Just about everyone has had an idea that can change the world. It can start with a daydream, or a frustrating experience, or even an open wallet with no place to spend. It’s how we learn. Why are things this way and not that way? Some are content to simply note the thought and carry on. Maybe they will share their idea over coffee with friends. But even the slightest step beyond this, into the innovative unknown, comes with risk, away from safety and the comfort of stability.
1. In your opinion, what makes a company innovative?
Alas, for innovative companies, this stability is the true chaos. Accepting things as they are is completely unacceptable. Innovators believe that we must improve or languish. As humans, leveraging our unique creative ability is a central part of progress. But innovation requires risk. It requires nonconformity. It requires vision. What’s the next problem to be solved? What problems will your solution create? Will people accept it? Is it simple enough to understand? These are challenges we seek to answer day in and day out at Qore Performance.
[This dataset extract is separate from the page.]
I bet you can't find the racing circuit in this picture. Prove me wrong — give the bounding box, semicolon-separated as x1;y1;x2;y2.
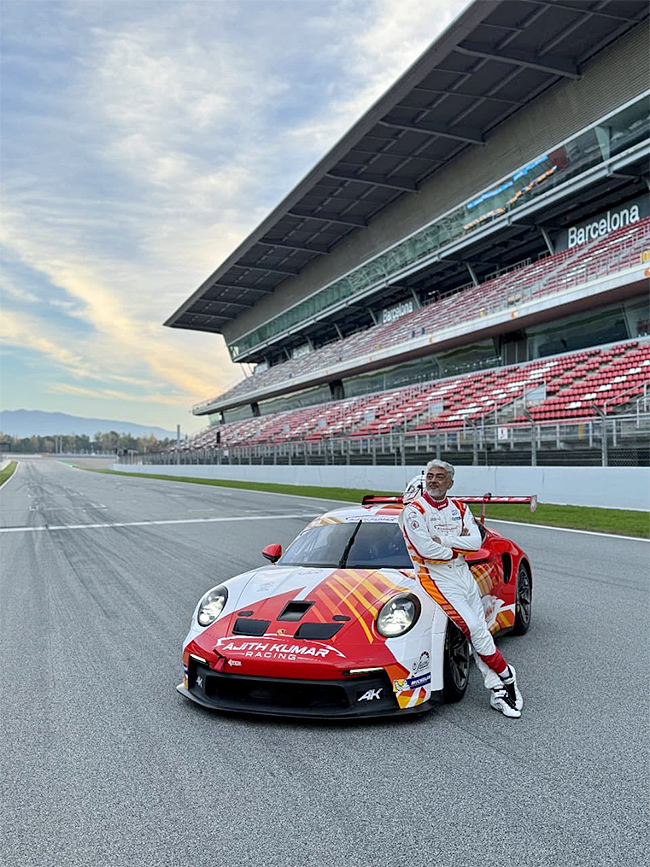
1;460;648;867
2. What makes your company innovative?
At Qore Performance, we strive to identify and solve human performance problems with solutions from tomorrow. While the rest of the world is newly fascinated with collecting heart rate and other performance data from their wearables, we are answering the inevitable next question of what to do with these reports. We’ve done the research: if you want to perform better, you have to stay hydrated and stay in the game. Get your body focused on the task at hand instead of trying to thermoregulate itself. Most athletes still look to the sidelines for answers, accepting that to cool down we have to take a break, and to get warm we must add layers. As innovators, we take these assumptions and cast them aside. In doing so, we are redefining the limits of human performance.
3. What or who are some innovative companies or people that inspire you and your team?
Companies that have successfully redefined paradigms and made radical ideas accessible are inspirations to us. Tesla. Apple. Amazon. Yext. Our fellow finalists. Companies that thrive on new ideas and creating things, and not on creating process. Companies that succeed by breaking new ground rather than just by protecting the ground they inherited. Companies that help you form new habits that feel simple and natural.
4. What are some publications, print or digital, you read daily or have read that help you stay on top of your game? These could be books, magazine, blogs, e-newsletters, etc.
To stay sharp, we have to stay current, and to think how we can contribute to the solution. But we also need to know what other people are doing better than us. We don’t focus on any one publication, rather, we travel where social media or other news aggregators take us, leading to intense discussions on everything from vacation policy to the proper use of hashtags to the best way to eradicate the spread of Ebola. Some specific things we read include Fast Company, Five Thirty Eight, and of course The Washington Post. As for books, we all love the Wizard Of Ads.
5. What advice would you give to up-and-coming leaders striving to be innovative in today’s business environment?
For other innovators, a list of things we continue to learn: don’t compromise on your differential ideas. Do realize, however, that just because you are an innovator, you don’t need to be innovative everywhere. Know what you can do and what you can offer, and learn how to say no. Share your idea and ask for(and accept) help. Talk to people and meet them in person. Reward other innovative companies who will work with you, or who are the best at what they do. Focus on solving the problems of your customer. Resist outdated requirements that are founded in a bygone era. Fight regulatory battles later. Keep asking why, but don’t let that slow you down. Remember that a startup is an experiment, so enjoy it --‐ Stop doing so much planning and start doing more selling. You’ll learn, and grow, and innovate along the way.